Quick, where's your high school yearbook? On a bookshelf, in a box in the basement, or in your mom's attic?
In the future, high school students may answer that question by saying their yearbook is on their laptop, on a jump drive, in the cloud – or that they simply never got one.
The Associated Press reports Eden Prairie-based Lifetouch Inc. plans to cut back its yearbook publishing; a company statement says the evolution to more digital and self publishing prompted Lifetouch to make the change.
The Kansas City Star reports the jobs of 75 of the 100 employees who work at Lifetouch's yearbook publishing plant there will be eliminated as of Dec. 1. The shutdown also will cut about 300 seasonal jobs between December and June, the "busy season" for yearbook publishing. The company will consolidate its yearbook publishing at its plant in Loves Park, Illinois.
Earlier this month, the Nashville Tennesseean reported that when fewer than 5 percent of the students at Antioch High bought yearbooks in 2012-13, the school stopped putting one together. The principal said school surveys showed "students didn’t find the yearbook relevant to their high school experiences." The school replaced the traditional yearbook with souvenir books that focused on specific popular sports or events.

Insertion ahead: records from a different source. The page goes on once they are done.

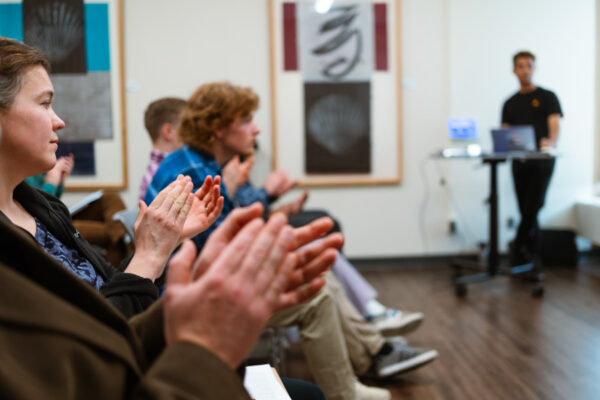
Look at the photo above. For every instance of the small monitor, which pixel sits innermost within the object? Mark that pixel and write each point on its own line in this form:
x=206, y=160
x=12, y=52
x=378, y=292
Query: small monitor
x=514, y=139
x=462, y=128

Lifetouch is best known for publications covering kindergarten through junior high, and for publishing church directories. It also provides student portraits at schools, sports activities and dances. Lifetouch also operates portrait studios in some retail chains, including Target and J.C. Penney. The Business Journal reports that the company, which is employee-owned, is the state's 26th largest privately-held company by revenue.